Bien qu'aucune enquête journalistique sérieuse n'ait été publiée sur le sujet ces derniers jours, une mystérieuse liste d'une dizaine de grands noms du cinéma français accusés de violences sexuelles a commencé à s'ébruiter sur les réseaux sociaux. "Si le cas d'une personne mise en cause se présentait, nous veillerions à prendre la bonne décision au cas par cas", a déclaré Iris Knobloch, présidente du Festival.
À l'affiche du "Deuxième acte" du réalisateur Quentin Dupieux, en ouverture du Festival, l'acteur Vincent Lindon a répété sur France Inter que "les hommes doivent accompagner les femmes" dans le mouvement #MeToo au cinéma, tout en appelant à instaurer plus de "calme" et de "nuance" face aux rumeurs.
Menaces de grève
Sur le terrain social, c'est un autre événement qui pourrait perturber la tenue du Festival. Un collectif rassemblant des attachées de presse, projectionnistes, chargés de billetterie et autres travailleurs du cinéma appelle à une grève. Ils demandent à bénéficier du statut d'intermittents du spectacle et ont reçu le soutien d'acteurs comme Louis Garrel et Swann Arlaud. Le Festival s'est dit prêt au dialogue.
Enfin, certaines associations comme le collectif 50/50, qui promeut l'égalité entre hommes et femmes dans le cinéma et l'audiovisuel regrette le manque de parité qui continue de toucher le Festival. Avec 20 % de réalisatrices dans sa sélection officielle, complétée le 22 avril, le Festival de Cannes "régresse" par rapport à la dernière.
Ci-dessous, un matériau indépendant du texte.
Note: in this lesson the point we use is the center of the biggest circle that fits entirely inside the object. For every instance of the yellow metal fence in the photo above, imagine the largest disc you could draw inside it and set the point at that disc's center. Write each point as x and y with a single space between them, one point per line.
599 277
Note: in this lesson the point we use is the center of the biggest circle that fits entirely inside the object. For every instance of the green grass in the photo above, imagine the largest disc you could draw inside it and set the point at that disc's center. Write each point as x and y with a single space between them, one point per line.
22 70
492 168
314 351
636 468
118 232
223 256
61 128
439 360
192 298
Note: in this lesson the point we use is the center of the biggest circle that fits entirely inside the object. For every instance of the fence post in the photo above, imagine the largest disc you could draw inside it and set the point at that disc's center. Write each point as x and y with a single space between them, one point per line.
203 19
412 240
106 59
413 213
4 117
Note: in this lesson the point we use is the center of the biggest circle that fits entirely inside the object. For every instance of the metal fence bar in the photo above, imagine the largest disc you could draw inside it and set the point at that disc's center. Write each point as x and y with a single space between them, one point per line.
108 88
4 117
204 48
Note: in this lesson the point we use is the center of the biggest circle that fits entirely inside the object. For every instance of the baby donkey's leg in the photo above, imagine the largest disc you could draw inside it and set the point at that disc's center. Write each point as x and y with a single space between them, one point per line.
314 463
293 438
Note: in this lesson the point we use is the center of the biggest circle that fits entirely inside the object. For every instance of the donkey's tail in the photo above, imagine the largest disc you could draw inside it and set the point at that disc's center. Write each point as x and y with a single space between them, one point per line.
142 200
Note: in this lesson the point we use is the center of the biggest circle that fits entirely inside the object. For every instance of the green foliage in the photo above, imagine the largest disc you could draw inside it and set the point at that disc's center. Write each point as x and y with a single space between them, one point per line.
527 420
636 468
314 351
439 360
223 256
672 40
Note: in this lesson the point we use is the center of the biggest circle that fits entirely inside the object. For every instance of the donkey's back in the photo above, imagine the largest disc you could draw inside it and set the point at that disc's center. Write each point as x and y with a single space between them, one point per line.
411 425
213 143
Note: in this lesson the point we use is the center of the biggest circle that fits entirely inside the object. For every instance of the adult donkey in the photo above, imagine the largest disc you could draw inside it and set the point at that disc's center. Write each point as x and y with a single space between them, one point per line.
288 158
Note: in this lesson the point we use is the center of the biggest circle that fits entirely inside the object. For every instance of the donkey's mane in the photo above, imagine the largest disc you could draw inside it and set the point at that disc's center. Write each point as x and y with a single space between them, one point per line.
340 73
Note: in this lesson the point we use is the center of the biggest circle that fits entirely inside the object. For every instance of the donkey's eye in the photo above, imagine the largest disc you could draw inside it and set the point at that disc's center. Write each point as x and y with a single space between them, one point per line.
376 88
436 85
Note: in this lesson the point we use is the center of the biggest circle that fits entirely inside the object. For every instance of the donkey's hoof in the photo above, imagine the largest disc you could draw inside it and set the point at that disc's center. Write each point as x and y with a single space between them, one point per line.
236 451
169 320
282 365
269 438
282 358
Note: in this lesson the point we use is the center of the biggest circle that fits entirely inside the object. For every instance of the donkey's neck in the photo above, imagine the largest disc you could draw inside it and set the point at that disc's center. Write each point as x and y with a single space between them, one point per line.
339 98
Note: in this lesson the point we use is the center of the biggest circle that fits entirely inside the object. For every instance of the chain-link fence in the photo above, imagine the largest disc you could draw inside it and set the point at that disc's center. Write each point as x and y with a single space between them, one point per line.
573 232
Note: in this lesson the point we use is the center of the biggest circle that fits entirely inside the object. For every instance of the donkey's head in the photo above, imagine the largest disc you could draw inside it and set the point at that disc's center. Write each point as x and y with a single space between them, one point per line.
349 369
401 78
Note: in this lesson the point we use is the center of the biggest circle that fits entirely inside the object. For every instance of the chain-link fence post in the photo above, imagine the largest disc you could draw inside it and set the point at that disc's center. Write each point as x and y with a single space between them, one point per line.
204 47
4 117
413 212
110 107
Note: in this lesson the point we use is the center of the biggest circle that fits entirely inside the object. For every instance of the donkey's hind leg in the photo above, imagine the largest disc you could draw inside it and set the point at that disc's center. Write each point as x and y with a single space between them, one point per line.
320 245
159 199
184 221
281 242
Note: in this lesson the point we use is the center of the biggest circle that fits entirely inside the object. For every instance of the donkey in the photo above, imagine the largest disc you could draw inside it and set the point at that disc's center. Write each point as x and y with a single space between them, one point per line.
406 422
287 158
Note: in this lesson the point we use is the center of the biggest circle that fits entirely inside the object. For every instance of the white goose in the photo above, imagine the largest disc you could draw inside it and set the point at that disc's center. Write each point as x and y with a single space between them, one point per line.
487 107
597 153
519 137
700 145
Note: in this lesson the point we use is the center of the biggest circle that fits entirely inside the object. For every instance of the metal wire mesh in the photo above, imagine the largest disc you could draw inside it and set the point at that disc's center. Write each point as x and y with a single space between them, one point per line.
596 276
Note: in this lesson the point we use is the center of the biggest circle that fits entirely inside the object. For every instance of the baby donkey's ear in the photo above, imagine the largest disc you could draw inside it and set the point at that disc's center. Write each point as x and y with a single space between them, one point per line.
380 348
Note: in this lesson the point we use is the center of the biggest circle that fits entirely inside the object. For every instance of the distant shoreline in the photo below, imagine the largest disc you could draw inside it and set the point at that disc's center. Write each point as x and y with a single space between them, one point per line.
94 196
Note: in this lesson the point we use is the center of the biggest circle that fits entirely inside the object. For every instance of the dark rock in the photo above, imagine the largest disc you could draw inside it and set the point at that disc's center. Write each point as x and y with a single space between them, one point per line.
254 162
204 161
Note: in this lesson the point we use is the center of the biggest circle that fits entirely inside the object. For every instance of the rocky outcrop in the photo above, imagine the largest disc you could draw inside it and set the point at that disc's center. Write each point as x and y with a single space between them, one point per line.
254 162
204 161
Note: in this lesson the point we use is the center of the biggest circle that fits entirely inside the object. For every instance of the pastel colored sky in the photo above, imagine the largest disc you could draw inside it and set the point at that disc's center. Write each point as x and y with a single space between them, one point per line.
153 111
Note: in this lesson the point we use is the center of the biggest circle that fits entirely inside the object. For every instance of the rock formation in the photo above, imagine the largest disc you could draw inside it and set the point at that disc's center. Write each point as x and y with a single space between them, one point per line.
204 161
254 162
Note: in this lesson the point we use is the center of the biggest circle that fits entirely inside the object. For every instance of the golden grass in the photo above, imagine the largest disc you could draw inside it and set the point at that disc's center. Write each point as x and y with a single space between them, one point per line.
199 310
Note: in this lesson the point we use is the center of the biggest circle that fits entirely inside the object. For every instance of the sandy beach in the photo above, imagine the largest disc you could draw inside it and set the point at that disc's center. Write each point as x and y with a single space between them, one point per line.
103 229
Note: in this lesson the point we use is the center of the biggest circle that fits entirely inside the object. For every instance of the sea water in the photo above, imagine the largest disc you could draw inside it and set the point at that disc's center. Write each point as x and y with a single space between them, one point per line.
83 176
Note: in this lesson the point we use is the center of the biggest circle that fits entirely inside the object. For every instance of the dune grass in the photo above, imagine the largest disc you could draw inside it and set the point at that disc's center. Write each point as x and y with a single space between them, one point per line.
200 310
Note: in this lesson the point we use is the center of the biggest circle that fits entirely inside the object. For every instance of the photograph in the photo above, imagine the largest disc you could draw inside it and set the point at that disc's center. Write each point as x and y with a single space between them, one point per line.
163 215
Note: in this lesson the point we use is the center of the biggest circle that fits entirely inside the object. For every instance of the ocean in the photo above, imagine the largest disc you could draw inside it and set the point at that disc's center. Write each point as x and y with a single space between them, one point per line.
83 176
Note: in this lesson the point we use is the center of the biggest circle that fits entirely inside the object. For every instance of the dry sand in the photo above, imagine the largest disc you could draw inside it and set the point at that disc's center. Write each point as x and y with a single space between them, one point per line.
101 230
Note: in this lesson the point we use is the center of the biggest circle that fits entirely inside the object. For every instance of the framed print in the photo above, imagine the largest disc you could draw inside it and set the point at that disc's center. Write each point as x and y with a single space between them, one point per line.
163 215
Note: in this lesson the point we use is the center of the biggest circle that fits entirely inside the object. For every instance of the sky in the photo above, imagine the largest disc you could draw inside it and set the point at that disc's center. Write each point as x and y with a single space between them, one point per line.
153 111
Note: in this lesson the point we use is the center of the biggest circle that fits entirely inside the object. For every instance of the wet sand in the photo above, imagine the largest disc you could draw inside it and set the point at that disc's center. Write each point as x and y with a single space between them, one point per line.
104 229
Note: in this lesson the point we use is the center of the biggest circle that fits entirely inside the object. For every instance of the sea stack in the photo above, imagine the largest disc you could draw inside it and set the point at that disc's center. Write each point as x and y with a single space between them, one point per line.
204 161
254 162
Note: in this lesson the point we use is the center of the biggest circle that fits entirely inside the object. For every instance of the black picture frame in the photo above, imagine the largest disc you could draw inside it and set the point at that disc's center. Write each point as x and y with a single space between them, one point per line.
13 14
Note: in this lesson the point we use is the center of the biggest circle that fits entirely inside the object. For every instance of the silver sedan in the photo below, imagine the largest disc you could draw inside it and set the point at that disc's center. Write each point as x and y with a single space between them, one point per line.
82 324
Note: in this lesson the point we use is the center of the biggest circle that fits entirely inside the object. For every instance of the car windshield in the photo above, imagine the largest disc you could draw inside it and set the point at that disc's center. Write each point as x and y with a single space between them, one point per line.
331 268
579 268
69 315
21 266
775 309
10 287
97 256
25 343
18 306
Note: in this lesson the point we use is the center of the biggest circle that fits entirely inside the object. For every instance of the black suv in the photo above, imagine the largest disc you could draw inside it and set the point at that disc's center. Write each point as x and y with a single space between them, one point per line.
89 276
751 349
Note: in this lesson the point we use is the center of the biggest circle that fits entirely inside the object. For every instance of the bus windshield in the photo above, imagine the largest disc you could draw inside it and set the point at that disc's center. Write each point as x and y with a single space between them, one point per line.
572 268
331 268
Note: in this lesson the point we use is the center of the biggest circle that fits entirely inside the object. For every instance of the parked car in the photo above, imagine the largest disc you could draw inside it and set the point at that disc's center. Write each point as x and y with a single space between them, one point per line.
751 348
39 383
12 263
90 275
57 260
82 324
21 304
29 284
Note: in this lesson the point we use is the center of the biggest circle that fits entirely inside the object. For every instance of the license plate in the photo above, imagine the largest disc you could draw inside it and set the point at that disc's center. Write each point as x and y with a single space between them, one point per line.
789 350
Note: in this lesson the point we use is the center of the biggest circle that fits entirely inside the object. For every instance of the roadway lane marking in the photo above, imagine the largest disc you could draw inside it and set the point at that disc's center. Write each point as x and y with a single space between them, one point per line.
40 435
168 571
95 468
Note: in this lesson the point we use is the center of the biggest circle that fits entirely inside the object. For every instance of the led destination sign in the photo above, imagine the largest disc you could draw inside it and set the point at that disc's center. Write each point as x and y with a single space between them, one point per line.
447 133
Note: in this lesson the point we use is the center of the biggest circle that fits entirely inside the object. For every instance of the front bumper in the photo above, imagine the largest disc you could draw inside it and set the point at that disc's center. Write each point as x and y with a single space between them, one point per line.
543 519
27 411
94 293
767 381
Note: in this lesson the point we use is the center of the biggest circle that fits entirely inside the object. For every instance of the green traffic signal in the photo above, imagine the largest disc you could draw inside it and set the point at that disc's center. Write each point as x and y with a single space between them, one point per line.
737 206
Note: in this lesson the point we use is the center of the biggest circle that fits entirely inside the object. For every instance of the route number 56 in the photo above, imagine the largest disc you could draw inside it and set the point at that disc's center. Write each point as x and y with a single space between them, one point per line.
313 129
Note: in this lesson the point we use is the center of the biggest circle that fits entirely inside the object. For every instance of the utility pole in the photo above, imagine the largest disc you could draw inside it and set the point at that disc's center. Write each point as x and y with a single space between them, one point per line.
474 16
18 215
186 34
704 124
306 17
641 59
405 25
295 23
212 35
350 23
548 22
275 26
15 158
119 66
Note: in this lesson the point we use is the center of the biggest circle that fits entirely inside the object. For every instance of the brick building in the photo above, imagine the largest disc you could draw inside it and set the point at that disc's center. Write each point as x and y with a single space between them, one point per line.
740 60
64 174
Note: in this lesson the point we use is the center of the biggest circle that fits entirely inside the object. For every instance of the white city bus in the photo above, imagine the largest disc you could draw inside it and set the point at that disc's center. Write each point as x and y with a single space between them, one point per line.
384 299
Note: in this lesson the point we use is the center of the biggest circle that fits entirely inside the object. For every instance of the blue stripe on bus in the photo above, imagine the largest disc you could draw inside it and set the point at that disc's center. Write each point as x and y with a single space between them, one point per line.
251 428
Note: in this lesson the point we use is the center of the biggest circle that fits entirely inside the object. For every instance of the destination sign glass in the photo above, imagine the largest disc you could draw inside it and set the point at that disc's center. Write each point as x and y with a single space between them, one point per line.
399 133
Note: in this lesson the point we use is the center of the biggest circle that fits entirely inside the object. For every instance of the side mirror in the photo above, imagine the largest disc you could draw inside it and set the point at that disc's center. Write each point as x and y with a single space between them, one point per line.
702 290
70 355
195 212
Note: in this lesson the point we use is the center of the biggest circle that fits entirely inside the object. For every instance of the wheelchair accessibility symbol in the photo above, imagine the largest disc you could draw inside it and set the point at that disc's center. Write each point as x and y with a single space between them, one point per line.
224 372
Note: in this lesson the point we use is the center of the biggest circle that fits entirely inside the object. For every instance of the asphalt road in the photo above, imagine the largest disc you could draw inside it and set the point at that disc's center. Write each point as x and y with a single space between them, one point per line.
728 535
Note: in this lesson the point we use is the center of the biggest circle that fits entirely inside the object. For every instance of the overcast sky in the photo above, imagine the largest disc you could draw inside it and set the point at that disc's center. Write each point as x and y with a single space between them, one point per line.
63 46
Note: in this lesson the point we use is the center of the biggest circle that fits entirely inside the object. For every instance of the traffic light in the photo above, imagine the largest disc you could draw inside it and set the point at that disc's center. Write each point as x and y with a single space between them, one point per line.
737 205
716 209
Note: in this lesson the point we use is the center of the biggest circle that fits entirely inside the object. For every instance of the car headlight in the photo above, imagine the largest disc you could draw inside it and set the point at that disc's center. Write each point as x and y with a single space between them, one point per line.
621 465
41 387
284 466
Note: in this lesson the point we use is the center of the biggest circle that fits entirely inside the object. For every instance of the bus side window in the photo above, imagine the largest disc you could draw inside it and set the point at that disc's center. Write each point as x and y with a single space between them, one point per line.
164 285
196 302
Quatre femmes sont en lice cette année pour décrocher la Palme d'or contre six l’an dernier, sur une vingtaine d’œuvres en compétition.
Casting cinq étoiles
Autant de secousses qui feraient presque oublier la compétition, mélange de jeunes talents, comme la Française Agathe Riedinger avec son premier film "Diamant brut" sur la télé-réalité, et de monuments du 7e art, à l'instar de Francis Ford Coppola qui brigue une troisième Palme d'or avec "Megalopolis", 45 ans après celle obtenue pour "Apocalypse Now".
Le palmarès, qui sera dévoilé le 25 mai, est plus qu'attendu après le succès mondial de la Palme 2023, "Anatomie d'une chute" de Justine Triet, récompensée ensuite aux Oscar.
Le jury chargé de départager les 22 films en compétition est présidé par l'Américaine Greta Gerwig, auréolée du succès planétaire de "Barbie". Elle est épaulée par les comédiens Omar Sy, Eva Green, Lily Gladstone ou le cinéaste Kore-Eda.
Hollywood sera également célébré par les Palmes d'or d'honneur remises à Meryl Streep et George Lucas, ainsi que, hors compétition, le retour de la saga "Mad Max" (avec le film "Furiosa") et la venue de Kevin Costner (avec le premier opus de sa saga sur l'Ouest américain). Côté nouveauté, Cannes lance une compétition de films immersifs, incluant la réalité virtuelle.